De la simple réattribution des touches aux manettes sur mesure en passant par Kinect, la réalité virtuelle ou le tactile, les solutions sont aussi variées que les handicaps. Comme l’indique David Combarieu, fondateur de Handigamer, « les problèmes techniques sont surmontables : le défi est de trouver comment jouer avec une seule main, avec les pieds, le menton ou la bouche. » C’est tout le but de son association : faciliter l’accès aux jeux vidéo en proposant des périphériques adaptés ou modulables. « Les manettes constituent un marché de masse standardisé pour droitiers avec deux mains et dix doigts, ajoute-t-il. Niveau matériel, les coûts ne sont pas exorbitants, mais il faut trouver ce qui convient à chaque joueur. »

Pour Capgame, l’association cofondée par Jérôme Dupire, l’ergothérapeute Guillaume Hessel et le joueur en situation de handicap Kousha, l’objectif est justement de faire connaître les manières alternatives de jouer aux jeux vidéo. « L’enjeu n’est pas de demander à l’industrie de faire des interfaces universelles, c’est une utopie », déclare Guillaume Hessel. Jérôme Dupire renchérit : « Notre Graal, ce serait que tous les joueurs soient le plus autonomes possible. Il faut par exemple qu’un maximum d’options soient paramétrables pour que chaque joueur règle finement la configuration de jeu qui lui convient. »

« L’accessibilité ne passe pas forcément par le matériel ou l’interface, mais aussi par le game design », souligne Jérôme Dupire.

 

C’est le cas par exemple de Evil Blind Mutant Monster Attack. Développé en 2012 par trois étudiants de l’École nationale du jeu et de médias interactifs numériques (ENJMIN), ce jeu en un contre un se démarque par son gameplay asymétrique : un joueur joue sans le son, l’autre sans la vue. A Blind Legend est un autre exemple de gameplay accessible. Développé par le studio français Dowino en coproduction avec Radio France, ce jeu pour smartphone est basé uniquement sur le son spatialisé. Dans l’ensemble, les jeux ne reposant pas sur les réflexes ultrarapides sont considérés comme plus inclusifs. « Les jeux narratifs comme The Walking Dead ou Life is Strange sont plus simples d’accès, mais ils ne sont pas universels. Ils sont par exemple hors de portée des personnes qui ne peuvent pas lire », explique Flavien Gelly.

Un travail de fond à faire :

Encore faut-il que les personnes en situation de handicap puissent trouver les jeux qui leur correspondent. C’est la mission que s’est fixée Game Lover, un site qui évalue les jeux vidéo au prisme de leur accessibilité. « Game Lover est né d’un constat : il y a beaucoup de gamers dans les structures d’accueil pour les personnes en situation de handicap mental et il fallait les aider à trouver des jeux », indique Stéphane Laurent, éducateur spécialisé et fondateur de Game Lover.
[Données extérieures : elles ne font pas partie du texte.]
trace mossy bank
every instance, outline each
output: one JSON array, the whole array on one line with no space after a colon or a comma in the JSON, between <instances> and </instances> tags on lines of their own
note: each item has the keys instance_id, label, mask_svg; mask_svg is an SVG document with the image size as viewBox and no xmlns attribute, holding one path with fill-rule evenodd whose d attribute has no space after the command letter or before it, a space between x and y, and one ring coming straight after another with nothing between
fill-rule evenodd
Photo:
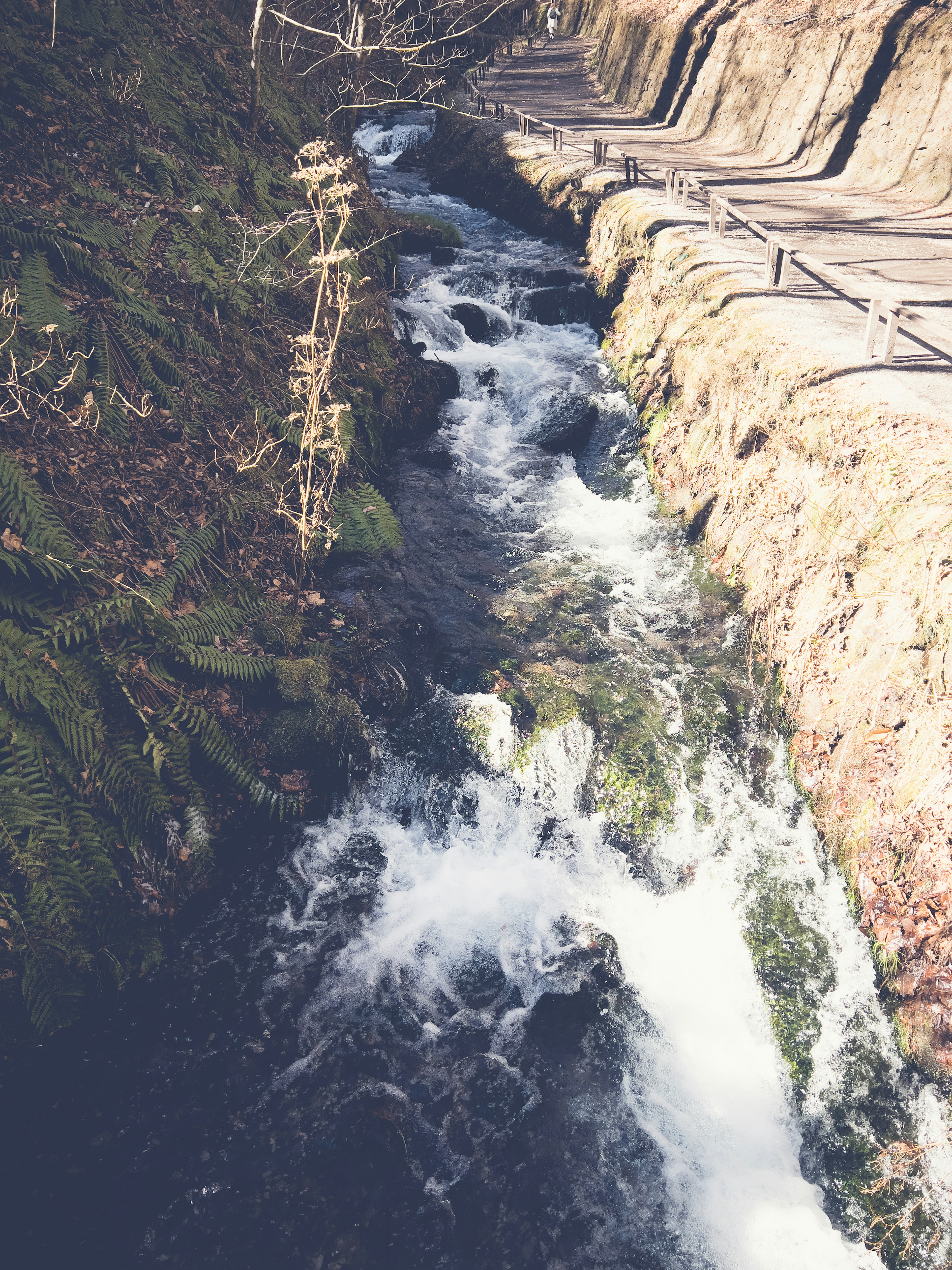
<instances>
[{"instance_id":1,"label":"mossy bank","mask_svg":"<svg viewBox=\"0 0 952 1270\"><path fill-rule=\"evenodd\" d=\"M52 20L56 14L56 39ZM215 841L326 808L405 685L277 514L300 432L315 140L265 60L250 137L231 5L0 4L0 1026L52 1033L154 965ZM354 302L334 391L338 547L400 528L376 488L437 425L393 337L401 232L352 156ZM363 281L359 281L363 279ZM259 453L261 462L249 462ZM301 667L306 667L302 671ZM359 698L359 700L358 700ZM227 861L220 850L218 866ZM30 1031L32 1029L32 1031Z\"/></svg>"},{"instance_id":2,"label":"mossy bank","mask_svg":"<svg viewBox=\"0 0 952 1270\"><path fill-rule=\"evenodd\" d=\"M434 154L476 144L476 126L442 119ZM459 193L537 231L588 231L604 353L638 406L655 488L743 591L751 664L774 676L791 765L900 1041L949 1074L949 424L847 395L636 190L532 140L480 138Z\"/></svg>"}]
</instances>

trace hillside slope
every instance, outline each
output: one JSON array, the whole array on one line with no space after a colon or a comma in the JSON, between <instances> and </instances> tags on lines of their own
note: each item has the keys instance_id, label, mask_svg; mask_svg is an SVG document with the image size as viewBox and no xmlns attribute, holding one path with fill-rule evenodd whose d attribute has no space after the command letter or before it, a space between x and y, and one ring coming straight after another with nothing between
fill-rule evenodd
<instances>
[{"instance_id":1,"label":"hillside slope","mask_svg":"<svg viewBox=\"0 0 952 1270\"><path fill-rule=\"evenodd\" d=\"M293 174L322 121L265 66L249 145L246 33L212 6L60 0L55 42L50 5L3 0L0 18L13 1038L154 964L213 837L253 808L320 810L360 761L362 706L402 690L386 668L368 679L372 638L324 603L322 560L302 574L275 514L300 436L292 342L315 304ZM335 363L335 507L344 545L373 550L399 527L368 483L435 424L440 385L392 335L399 239L366 171L347 171L366 281ZM261 444L267 461L240 470Z\"/></svg>"},{"instance_id":2,"label":"hillside slope","mask_svg":"<svg viewBox=\"0 0 952 1270\"><path fill-rule=\"evenodd\" d=\"M611 100L739 152L843 171L857 187L952 193L952 15L944 5L830 0L566 0L562 30L598 41Z\"/></svg>"}]
</instances>

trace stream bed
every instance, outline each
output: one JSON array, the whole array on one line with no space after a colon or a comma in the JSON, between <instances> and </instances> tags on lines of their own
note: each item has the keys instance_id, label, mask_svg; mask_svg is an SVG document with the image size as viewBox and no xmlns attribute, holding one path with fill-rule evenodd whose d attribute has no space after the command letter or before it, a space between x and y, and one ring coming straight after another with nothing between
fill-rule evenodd
<instances>
[{"instance_id":1,"label":"stream bed","mask_svg":"<svg viewBox=\"0 0 952 1270\"><path fill-rule=\"evenodd\" d=\"M39 1054L20 1264L944 1266L944 1097L737 596L659 511L574 258L392 165L430 127L357 141L462 235L393 301L459 396L387 478L404 547L336 579L428 692L79 1058Z\"/></svg>"}]
</instances>

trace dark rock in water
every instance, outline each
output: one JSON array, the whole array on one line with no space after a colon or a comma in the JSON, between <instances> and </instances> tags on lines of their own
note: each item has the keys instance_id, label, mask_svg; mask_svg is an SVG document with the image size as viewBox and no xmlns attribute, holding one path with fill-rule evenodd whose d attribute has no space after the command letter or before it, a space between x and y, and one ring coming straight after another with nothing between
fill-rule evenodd
<instances>
[{"instance_id":1,"label":"dark rock in water","mask_svg":"<svg viewBox=\"0 0 952 1270\"><path fill-rule=\"evenodd\" d=\"M486 768L485 744L466 702L438 688L415 714L391 733L391 743L400 756L413 758L425 772L438 776L462 776L463 772ZM456 792L446 791L451 805Z\"/></svg>"},{"instance_id":2,"label":"dark rock in water","mask_svg":"<svg viewBox=\"0 0 952 1270\"><path fill-rule=\"evenodd\" d=\"M463 302L449 310L453 321L458 321L475 344L486 344L490 338L489 314L481 305Z\"/></svg>"},{"instance_id":3,"label":"dark rock in water","mask_svg":"<svg viewBox=\"0 0 952 1270\"><path fill-rule=\"evenodd\" d=\"M410 225L400 230L401 255L426 255L439 248L443 230L435 225Z\"/></svg>"},{"instance_id":4,"label":"dark rock in water","mask_svg":"<svg viewBox=\"0 0 952 1270\"><path fill-rule=\"evenodd\" d=\"M584 282L583 274L571 269L520 269L517 277L524 287L578 287Z\"/></svg>"},{"instance_id":5,"label":"dark rock in water","mask_svg":"<svg viewBox=\"0 0 952 1270\"><path fill-rule=\"evenodd\" d=\"M457 273L449 283L454 296L467 296L470 300L494 300L505 283L505 274L499 269L484 269L473 265Z\"/></svg>"},{"instance_id":6,"label":"dark rock in water","mask_svg":"<svg viewBox=\"0 0 952 1270\"><path fill-rule=\"evenodd\" d=\"M581 453L595 427L598 406L570 392L550 392L538 400L542 422L526 439L552 455Z\"/></svg>"},{"instance_id":7,"label":"dark rock in water","mask_svg":"<svg viewBox=\"0 0 952 1270\"><path fill-rule=\"evenodd\" d=\"M439 400L452 401L459 396L459 372L449 362L425 362L426 370L439 387Z\"/></svg>"},{"instance_id":8,"label":"dark rock in water","mask_svg":"<svg viewBox=\"0 0 952 1270\"><path fill-rule=\"evenodd\" d=\"M420 467L429 467L434 472L448 472L453 466L453 456L448 450L420 450L410 457Z\"/></svg>"},{"instance_id":9,"label":"dark rock in water","mask_svg":"<svg viewBox=\"0 0 952 1270\"><path fill-rule=\"evenodd\" d=\"M376 876L386 866L383 847L372 833L352 833L347 839L347 851L336 860L338 876L341 878L359 878L362 874Z\"/></svg>"},{"instance_id":10,"label":"dark rock in water","mask_svg":"<svg viewBox=\"0 0 952 1270\"><path fill-rule=\"evenodd\" d=\"M592 292L588 287L539 287L527 291L519 301L519 316L542 326L560 323L588 321L592 315Z\"/></svg>"},{"instance_id":11,"label":"dark rock in water","mask_svg":"<svg viewBox=\"0 0 952 1270\"><path fill-rule=\"evenodd\" d=\"M476 949L468 961L453 966L449 982L463 1005L472 1010L489 1006L506 986L499 959L485 949Z\"/></svg>"},{"instance_id":12,"label":"dark rock in water","mask_svg":"<svg viewBox=\"0 0 952 1270\"><path fill-rule=\"evenodd\" d=\"M698 538L704 532L716 499L717 494L712 489L706 489L684 508L684 528L689 538Z\"/></svg>"},{"instance_id":13,"label":"dark rock in water","mask_svg":"<svg viewBox=\"0 0 952 1270\"><path fill-rule=\"evenodd\" d=\"M410 331L414 326L414 315L409 309L393 305L390 310L390 316L393 321L393 333L401 344L406 344L410 340Z\"/></svg>"}]
</instances>

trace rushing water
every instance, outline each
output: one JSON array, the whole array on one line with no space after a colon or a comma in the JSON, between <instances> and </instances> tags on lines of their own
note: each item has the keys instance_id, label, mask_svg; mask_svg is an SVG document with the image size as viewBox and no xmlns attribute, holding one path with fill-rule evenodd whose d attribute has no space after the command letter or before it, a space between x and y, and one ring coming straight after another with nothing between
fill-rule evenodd
<instances>
[{"instance_id":1,"label":"rushing water","mask_svg":"<svg viewBox=\"0 0 952 1270\"><path fill-rule=\"evenodd\" d=\"M405 547L340 585L425 646L432 691L24 1113L34 1264L838 1270L923 1199L909 1264L946 1265L943 1148L868 1194L942 1101L734 597L659 513L593 329L526 316L539 287L579 301L571 258L392 168L429 122L357 140L393 210L462 234L395 305L461 395L395 465ZM598 411L575 458L532 439L567 401Z\"/></svg>"}]
</instances>

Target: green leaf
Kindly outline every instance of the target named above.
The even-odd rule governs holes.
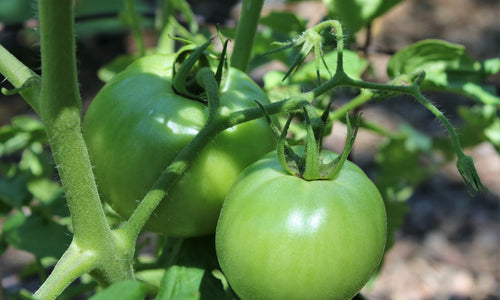
[[[97,77],[103,82],[108,82],[116,74],[125,70],[128,65],[134,62],[138,55],[119,55],[115,57],[110,63],[107,63],[97,71]]]
[[[21,208],[21,205],[30,199],[26,188],[26,178],[17,175],[10,178],[0,178],[0,201],[10,207]]]
[[[21,151],[33,142],[46,143],[42,123],[28,116],[18,116],[0,127],[0,157]]]
[[[148,285],[143,282],[125,280],[112,284],[92,296],[90,300],[144,300],[148,291]]]
[[[156,300],[200,299],[200,286],[205,270],[185,266],[168,268]]]
[[[353,79],[361,79],[361,74],[366,70],[368,63],[365,59],[361,58],[356,52],[344,50],[344,72]],[[337,51],[331,51],[323,56],[328,69],[332,74],[337,70]],[[330,72],[326,70],[323,64],[320,64],[319,74],[321,79],[330,79]],[[264,75],[264,83],[266,90],[277,89],[278,91],[271,91],[273,99],[283,100],[290,97],[293,93],[300,92],[299,85],[305,87],[316,85],[317,72],[316,64],[314,61],[308,62],[291,75],[289,80],[283,82],[286,72],[271,71]]]
[[[15,248],[38,258],[59,258],[71,243],[71,234],[65,226],[35,214],[11,216],[3,225],[2,235]]]
[[[379,148],[377,186],[384,198],[406,201],[414,188],[432,174],[432,164],[422,164],[422,157],[432,150],[429,137],[415,131],[409,125],[400,128],[402,138],[390,139]]]
[[[458,114],[465,121],[465,124],[457,129],[460,143],[464,148],[489,141],[500,149],[500,116],[496,107],[493,105],[462,106],[458,108]]]
[[[426,73],[422,89],[453,92],[485,104],[500,104],[492,86],[484,80],[500,71],[500,59],[475,61],[462,45],[424,40],[398,51],[389,61],[387,74],[395,78],[419,70]]]
[[[35,16],[36,2],[34,0],[0,1],[0,23],[18,23],[35,18]]]
[[[300,34],[306,30],[307,25],[297,14],[286,11],[272,11],[261,18],[259,23],[271,28],[275,33],[285,35]]]
[[[353,36],[375,18],[385,14],[403,0],[323,0],[329,16],[339,20]]]
[[[213,275],[217,269],[215,235],[186,239],[173,265],[168,266],[156,299],[232,299],[231,292]]]
[[[343,57],[345,73],[353,79],[361,79],[361,74],[367,67],[366,59],[361,58],[356,52],[350,50],[344,50]],[[337,51],[331,51],[323,56],[323,58],[330,72],[335,74],[337,70]],[[320,64],[319,71],[322,79],[330,79],[330,74],[323,64]],[[313,81],[315,79],[316,65],[314,61],[305,64],[292,76],[293,83]]]

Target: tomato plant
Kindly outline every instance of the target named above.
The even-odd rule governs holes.
[[[351,299],[382,259],[387,220],[376,186],[333,152],[312,155],[340,169],[304,179],[271,152],[245,169],[224,202],[217,256],[243,299]]]
[[[206,104],[173,90],[174,58],[152,55],[136,61],[108,82],[85,116],[83,130],[100,192],[125,219],[207,121]],[[231,68],[221,87],[221,105],[245,109],[256,106],[255,100],[269,103],[245,73]],[[214,232],[220,207],[236,177],[274,144],[262,119],[218,135],[197,155],[146,228],[182,237]]]
[[[30,252],[35,263],[28,269],[41,281],[37,291],[14,297],[88,298],[100,285],[106,290],[94,299],[237,298],[230,287],[244,299],[350,298],[380,263],[384,245],[393,243],[404,201],[441,165],[456,157],[469,191],[486,191],[462,145],[488,142],[499,149],[500,98],[484,80],[498,73],[500,59],[476,61],[460,45],[426,40],[392,56],[389,82],[368,82],[362,75],[371,51],[358,50],[371,49],[370,35],[362,47],[345,36],[402,1],[323,2],[327,20],[308,24],[284,11],[261,18],[264,1],[244,0],[237,27],[228,22],[214,34],[196,23],[186,0],[3,1],[2,25],[23,18],[12,8],[31,12],[37,4],[38,22],[23,19],[0,30],[39,24],[33,38],[40,39],[41,58],[39,74],[0,45],[2,92],[20,94],[37,115],[0,128],[0,254],[9,245]],[[16,17],[3,17],[9,11]],[[114,25],[104,28],[102,18]],[[152,48],[146,27],[157,34]],[[115,30],[122,37],[123,29],[136,50],[100,69],[100,78],[110,81],[85,115],[80,88],[87,85],[78,68],[87,65],[77,64],[86,61],[77,60],[76,37],[85,43],[95,32]],[[222,51],[208,48],[214,35]],[[231,51],[228,39],[234,39]],[[186,47],[176,51],[181,43]],[[217,59],[218,68],[210,67]],[[263,92],[248,74],[270,61],[284,68],[259,78]],[[460,110],[460,135],[425,90],[475,101],[476,107]],[[340,95],[345,101],[332,110]],[[350,112],[399,95],[414,97],[451,139],[358,119],[388,139],[371,173],[379,194],[346,162],[355,134],[339,156],[321,152],[322,139],[334,121],[349,128]],[[299,121],[288,136],[283,130],[275,147],[266,121],[286,114]],[[301,143],[304,136],[299,157],[285,137]],[[281,167],[270,154],[242,171],[275,148]],[[425,169],[422,155],[433,152],[442,155],[426,160],[432,166]]]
Des critères tels que les déficits visuels, auditifs, moteurs ou cognitifs sont pris en compte. « Le manque d’accessibilité est surtout lié à une méconnaissance des besoins de la part des éditeurs. »

« Il y a des solutions simples et peu couteuses pour améliorer l’accessibilité : des icônes ou de la synthèse vocale au lieu des menus textuels, le mappage des touches, des profils pour jouer à une main, différents niveaux de difficulté… Les éditeurs n’y pensent pas forcément. »

 

C’est pour cette raison que Jérôme Dupire, qui est également enseignant à l’ENJMIN, évangélise les futurs développeurs à la question de l’accessibilité. « L’idée de ce cours est de semer une graine dans l’esprit des étudiants qui pourront réfléchir différemment sur cette question dans cinq, dix ou quinze ans. » Via Capgame, le chercheur collabore avec des studios comme Ubisoft : « Nous avons organisé des séances de testing avec des personnes handicapées et des formations internes pour acculturer les développeurs à la question de l’accessibilité. »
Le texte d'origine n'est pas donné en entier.